When Japanese video game designer Tru Iwatani sat down to make a new game in 1979, he set out to reach a new audience. If teenage boys were mostly interested in shooting things, could you reach a broader audience, even adult women, if the game was about something more palatable, like eating? As the legend goes, Iwatani ordered a pizza, had a couple of slices, and looked down at what would be his greatest creation, a pale yellow orb that could eat anything in its path. Pac-Man was born.

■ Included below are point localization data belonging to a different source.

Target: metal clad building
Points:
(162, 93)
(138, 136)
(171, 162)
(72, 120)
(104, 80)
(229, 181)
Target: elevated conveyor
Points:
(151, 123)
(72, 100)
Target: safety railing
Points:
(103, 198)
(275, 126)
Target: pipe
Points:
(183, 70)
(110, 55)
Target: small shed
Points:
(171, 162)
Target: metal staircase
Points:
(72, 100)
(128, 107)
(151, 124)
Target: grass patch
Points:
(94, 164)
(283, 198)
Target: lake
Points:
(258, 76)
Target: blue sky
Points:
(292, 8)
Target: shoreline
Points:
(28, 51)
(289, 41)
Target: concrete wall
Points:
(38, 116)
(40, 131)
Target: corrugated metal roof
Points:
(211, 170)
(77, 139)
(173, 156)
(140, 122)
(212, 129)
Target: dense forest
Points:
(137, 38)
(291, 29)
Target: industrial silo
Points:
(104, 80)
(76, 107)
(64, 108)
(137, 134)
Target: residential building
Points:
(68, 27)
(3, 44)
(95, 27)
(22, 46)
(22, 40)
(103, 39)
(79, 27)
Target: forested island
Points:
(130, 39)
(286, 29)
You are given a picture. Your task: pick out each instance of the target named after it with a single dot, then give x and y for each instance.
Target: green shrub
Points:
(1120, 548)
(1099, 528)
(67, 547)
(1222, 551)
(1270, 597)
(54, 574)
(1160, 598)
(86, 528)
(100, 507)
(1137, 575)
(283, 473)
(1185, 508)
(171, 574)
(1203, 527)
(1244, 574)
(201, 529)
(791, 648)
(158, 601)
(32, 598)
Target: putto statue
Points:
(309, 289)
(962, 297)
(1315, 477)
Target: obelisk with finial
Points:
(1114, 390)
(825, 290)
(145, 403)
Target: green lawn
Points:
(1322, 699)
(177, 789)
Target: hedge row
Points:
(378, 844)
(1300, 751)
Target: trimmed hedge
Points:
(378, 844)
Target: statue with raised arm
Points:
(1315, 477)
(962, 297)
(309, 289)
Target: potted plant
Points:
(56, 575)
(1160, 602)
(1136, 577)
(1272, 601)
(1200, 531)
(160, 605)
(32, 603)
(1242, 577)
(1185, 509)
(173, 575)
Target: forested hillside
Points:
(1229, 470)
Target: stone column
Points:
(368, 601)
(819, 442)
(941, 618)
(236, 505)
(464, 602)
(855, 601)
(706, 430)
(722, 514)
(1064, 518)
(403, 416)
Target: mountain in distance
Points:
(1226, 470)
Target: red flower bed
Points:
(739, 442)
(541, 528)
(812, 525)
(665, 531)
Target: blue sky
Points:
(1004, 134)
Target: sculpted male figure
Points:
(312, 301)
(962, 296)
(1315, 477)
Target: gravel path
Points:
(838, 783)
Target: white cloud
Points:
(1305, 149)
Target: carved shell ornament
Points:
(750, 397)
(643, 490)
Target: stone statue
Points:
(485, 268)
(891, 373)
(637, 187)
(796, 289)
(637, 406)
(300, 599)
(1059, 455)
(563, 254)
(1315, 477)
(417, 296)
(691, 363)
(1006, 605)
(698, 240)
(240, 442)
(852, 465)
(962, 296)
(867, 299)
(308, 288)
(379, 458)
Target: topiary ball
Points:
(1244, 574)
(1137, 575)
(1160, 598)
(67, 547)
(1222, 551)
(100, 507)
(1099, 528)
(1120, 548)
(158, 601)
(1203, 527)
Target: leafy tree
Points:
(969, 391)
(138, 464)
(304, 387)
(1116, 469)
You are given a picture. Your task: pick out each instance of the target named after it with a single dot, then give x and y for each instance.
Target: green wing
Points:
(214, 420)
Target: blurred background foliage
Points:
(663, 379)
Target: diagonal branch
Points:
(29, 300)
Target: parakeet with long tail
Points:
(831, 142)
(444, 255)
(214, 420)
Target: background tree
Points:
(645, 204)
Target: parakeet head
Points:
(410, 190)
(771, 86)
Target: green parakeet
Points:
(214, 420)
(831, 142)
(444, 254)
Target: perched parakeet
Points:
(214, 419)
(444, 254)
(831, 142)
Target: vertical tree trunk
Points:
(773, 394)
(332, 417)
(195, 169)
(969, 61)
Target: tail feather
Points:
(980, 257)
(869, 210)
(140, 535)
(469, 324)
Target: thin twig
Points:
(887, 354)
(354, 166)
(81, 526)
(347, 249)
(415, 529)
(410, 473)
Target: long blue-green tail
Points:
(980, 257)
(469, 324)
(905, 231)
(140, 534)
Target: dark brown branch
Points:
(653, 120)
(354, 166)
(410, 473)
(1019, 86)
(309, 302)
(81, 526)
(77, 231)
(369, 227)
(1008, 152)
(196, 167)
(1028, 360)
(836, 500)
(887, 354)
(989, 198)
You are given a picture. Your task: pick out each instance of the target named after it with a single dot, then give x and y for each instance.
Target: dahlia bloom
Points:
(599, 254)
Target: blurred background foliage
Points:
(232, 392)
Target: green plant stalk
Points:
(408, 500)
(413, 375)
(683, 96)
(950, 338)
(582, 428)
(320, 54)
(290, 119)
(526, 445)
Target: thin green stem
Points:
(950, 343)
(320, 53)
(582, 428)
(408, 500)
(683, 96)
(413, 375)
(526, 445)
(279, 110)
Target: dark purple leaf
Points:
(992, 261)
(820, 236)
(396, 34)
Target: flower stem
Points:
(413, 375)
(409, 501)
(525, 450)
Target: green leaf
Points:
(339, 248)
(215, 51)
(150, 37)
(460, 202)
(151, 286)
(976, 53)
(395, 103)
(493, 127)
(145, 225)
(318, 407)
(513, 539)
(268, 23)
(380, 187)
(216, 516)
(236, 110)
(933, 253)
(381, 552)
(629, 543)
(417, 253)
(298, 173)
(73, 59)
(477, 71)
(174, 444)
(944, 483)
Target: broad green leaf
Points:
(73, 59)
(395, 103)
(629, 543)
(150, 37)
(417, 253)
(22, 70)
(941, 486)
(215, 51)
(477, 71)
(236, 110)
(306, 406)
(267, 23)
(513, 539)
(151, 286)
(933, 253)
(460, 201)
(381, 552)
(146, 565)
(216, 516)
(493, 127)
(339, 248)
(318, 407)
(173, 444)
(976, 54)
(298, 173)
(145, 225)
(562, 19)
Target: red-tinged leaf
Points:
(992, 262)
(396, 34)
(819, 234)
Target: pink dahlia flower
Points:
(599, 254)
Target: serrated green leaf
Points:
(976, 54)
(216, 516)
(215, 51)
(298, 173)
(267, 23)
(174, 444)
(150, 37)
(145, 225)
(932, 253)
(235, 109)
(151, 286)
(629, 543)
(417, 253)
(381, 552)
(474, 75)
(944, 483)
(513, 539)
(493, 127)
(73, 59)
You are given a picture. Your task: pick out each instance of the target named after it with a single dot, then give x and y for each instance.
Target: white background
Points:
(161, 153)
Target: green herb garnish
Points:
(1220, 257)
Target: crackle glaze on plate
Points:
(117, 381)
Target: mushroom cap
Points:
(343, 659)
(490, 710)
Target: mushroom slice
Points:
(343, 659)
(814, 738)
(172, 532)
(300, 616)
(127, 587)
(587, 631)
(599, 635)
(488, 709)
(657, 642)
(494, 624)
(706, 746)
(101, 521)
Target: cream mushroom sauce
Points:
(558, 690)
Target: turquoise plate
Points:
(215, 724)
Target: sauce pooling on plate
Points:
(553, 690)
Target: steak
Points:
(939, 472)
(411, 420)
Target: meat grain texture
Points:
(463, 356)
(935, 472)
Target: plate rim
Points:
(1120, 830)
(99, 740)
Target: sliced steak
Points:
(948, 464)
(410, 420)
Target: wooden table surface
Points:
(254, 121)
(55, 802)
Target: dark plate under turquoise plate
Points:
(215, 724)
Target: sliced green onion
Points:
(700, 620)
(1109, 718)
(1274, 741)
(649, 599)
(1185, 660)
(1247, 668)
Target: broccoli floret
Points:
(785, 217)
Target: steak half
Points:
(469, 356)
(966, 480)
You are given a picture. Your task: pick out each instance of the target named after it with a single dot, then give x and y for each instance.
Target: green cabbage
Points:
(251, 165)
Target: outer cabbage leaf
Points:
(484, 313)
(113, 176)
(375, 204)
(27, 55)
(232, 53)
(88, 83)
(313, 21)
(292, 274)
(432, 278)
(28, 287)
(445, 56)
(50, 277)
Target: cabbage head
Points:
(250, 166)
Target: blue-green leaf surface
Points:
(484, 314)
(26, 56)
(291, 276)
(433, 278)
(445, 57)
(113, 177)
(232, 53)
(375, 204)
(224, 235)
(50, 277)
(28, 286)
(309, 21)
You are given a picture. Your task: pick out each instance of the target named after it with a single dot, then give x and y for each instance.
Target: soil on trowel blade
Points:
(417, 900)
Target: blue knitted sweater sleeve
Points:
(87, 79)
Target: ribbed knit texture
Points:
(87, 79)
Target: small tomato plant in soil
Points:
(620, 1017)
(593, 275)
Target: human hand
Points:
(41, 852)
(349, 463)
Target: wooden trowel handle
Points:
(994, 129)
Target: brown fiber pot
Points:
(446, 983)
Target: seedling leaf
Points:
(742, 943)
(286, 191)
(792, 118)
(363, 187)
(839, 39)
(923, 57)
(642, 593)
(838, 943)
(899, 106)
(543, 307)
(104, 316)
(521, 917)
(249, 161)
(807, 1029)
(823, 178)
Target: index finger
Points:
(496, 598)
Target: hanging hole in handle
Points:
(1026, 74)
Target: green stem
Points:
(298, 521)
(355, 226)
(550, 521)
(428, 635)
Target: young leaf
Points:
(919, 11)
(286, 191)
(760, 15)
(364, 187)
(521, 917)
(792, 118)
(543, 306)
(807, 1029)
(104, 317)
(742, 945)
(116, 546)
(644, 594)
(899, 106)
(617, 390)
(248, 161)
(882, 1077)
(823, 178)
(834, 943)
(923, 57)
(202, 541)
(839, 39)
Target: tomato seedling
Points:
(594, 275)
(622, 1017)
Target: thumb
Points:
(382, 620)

Fast-forward to 2013, and the Museum of Design Atlanta is showing XYZ: Alternative Voices in Game Design, an exhibition mainly focused on the presence of women in video game design. The galleries are filled with playable games on plugged-in consoles and computers, as well as a few videos and board-style games. One room is even designed as a den so that visitors feel comfortable settling into the couch and picking up the controller. The exhibition doesn't exactly vibe with Iwatani's oversimplified guess of what women would want from a video game, though it does strongly diverge from the shoot-'em-up style predominantly associated with games today. The result reads like an imagined portrait: what video games would look like without all the teenage boys.
At the exhibition's outset, we're greeted with the exhibition's oldest game, the loud, rapid-fire arcade game Centipede from 1981. If you think Iwatani's estimation of women's relationship to video games is reasonable, you may be surprised to find that this charmingly simple combination of lasers, explosions, and deadly insects is the product of collaboration between Ed Logg and Dona Bailey, one of the industry's earliest female designers.
The bulk of the exhibition, though, is more concerned with the contemporary pulse of games than historical curiosities like Centipede. A long wall of video screens shows short films about recent experimental games. In Kiss Controller, designed by artist Hye Yeon Nam, two players use a tongue device that allows them to play a game by literally kissing one another. In a panoramic installation of "Lapin d'hiver" from 2006, players stroke a cartoon bunny to "create pleasurable sensations that allow you to travel through a surreal visual landscape to the bunny's 'happy place.'" All of which, according to the wall text, is an elaborate metaphor for female masturbation.
The exhibition's highlight is the opportunity to sit down and play the games. Two games, in particular, are successful in offering game play that offers an experience specifically different than the one we've come to expect. The Path, a riff on Red Riding Hood installed inside a thicket of tree trunks in the gallery, instructs players to stay on the path and go straight to Grandmother's house. As it happens, that's exactly how to lose the game.
The other, titled The Night Journey, is practically hidden in a small room. Don't miss it. Video artist Bill Viola collaborated with game designer Tracy Fullerton and others at the USC Game Innovation Lab to create a blurry, impressionistic landscape based on Viola's videos; contemplation and stillness, rather than frenetic action, are rewarded with unexpected, beautiful visions. You might say that this is what would happen if Pac-Man became a philosopher.